En réalité, l'opéra en dit sans doute davantage sur la Russie elle-même. La mise en scène du Bard College a partiellement situé "Dimitrij" à la fin des années 1980 et au début des années 1990, une autre période de troubles, entre la chute de l'Union soviétique et l'ascension de Vladimir Poutine.
Chef-d'oeuvres oubliés
Leon Botstein a été séduit par les thèmes de "Dimitrij" mais aussi été intrigué par la musique, faite d'harmonies finement développées, caractéristiques de Dvorak, avec une forte influence de l'opéra italien.
"Le tout forme un travail étonnant, captivant. On pourrait même dire pertinent. Pourquoi donc cette (oeuvre) est-elle restée dans l'obscurité?", s'interroge Leon Botstein, dans un entretien à l'AFP.
Le musicologue de 70 ans --qui dirige le Bard College depuis 1975 et a fait de l'établissement sur les rives de la rivière Hudson un carrefour intellectuel-- se consacre à ressusciter les opéras oubliés.

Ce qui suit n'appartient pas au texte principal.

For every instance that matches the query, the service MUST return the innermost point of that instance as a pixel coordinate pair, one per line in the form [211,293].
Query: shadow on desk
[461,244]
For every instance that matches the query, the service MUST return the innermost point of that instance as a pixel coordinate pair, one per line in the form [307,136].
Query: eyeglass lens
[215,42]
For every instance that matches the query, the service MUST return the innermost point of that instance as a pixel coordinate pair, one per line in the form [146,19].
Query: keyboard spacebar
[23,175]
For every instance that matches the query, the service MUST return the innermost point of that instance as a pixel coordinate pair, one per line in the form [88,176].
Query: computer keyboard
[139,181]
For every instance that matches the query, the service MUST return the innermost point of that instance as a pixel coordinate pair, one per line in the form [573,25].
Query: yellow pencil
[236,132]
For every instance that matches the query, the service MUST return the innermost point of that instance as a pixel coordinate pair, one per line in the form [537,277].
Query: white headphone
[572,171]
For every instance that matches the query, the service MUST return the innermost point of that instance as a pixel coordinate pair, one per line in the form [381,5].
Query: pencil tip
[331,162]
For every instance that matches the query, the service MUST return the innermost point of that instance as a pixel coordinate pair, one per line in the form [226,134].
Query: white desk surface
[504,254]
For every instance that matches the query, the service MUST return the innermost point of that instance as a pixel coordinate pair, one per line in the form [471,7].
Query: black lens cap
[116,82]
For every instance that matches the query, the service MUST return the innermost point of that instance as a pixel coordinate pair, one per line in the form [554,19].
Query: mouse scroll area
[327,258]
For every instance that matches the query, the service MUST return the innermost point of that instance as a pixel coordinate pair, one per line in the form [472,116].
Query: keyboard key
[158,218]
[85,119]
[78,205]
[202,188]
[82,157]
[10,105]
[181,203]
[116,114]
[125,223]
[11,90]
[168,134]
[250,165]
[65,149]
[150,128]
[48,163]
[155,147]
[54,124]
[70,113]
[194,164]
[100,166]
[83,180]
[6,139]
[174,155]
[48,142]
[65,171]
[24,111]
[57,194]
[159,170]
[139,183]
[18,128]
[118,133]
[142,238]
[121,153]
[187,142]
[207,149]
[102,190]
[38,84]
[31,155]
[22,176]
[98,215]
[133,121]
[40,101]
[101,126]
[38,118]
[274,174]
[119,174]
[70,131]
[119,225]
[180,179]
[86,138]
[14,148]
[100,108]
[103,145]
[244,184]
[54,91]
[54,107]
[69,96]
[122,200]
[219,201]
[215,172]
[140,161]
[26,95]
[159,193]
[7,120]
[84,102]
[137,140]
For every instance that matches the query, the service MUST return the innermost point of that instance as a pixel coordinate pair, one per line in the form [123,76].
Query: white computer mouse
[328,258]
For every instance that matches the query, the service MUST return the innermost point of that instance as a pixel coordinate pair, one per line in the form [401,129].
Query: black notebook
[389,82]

"Dimitrij" fait partie de la saison "SummerScape" qui mettra l'accent cette année sur Frédéric Chopin.
M. Botstein, qui a également dirigé l'American Symphony Orchestra de New York, est volontiers critique des salles d'opéras, en particulier aux Etats-Unis, qu'il considère trop attachées à des oeuvres déjà très connues et trop soucieuses d'avoir des chanteurs de renom.
"C'est une chasse à ce qu'elles pensent être la nouvelle star, le Enrico Caruso de notre époque", regrette-t-il, en référence au célèbre ténor italien du début du siècle dernier.

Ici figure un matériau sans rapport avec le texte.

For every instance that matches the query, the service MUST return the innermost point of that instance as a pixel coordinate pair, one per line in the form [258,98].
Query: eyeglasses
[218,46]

"Ce qui est bien sûr ridicule parce que l'opéra n'occupe plus la même place dans la culture que celle qui avait catapulté Enrico Caruso aux sommets de la renommée mondiale", dit-il, faisant une exception notable pour Placido Domingo.
Seul un opéra d'Antonin Dvorak est encore régulièrement joué: "Rusalka", un conte de fées avec son célèbre "Chant à la Lune".

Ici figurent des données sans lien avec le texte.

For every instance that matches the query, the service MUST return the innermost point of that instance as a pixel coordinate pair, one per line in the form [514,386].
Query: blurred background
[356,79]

Tout en soutenant les nouvelles créations, Leon Botstein est frappé par le nombre de pièces moins connues, par des compositeurs anciens, qui tombent dans l'oubli.
La musique, dit-il, est devenue "une sorte de sport olympique passif" où "les seules personnes dont nous nous souvenons sont les médaillés d'or et les médaillés d'or se souviennent seulement d'une victoire".
"C'est ridicule et extrêmement triste", ajoute M. Botstein. "C'est une tragédie culturelle."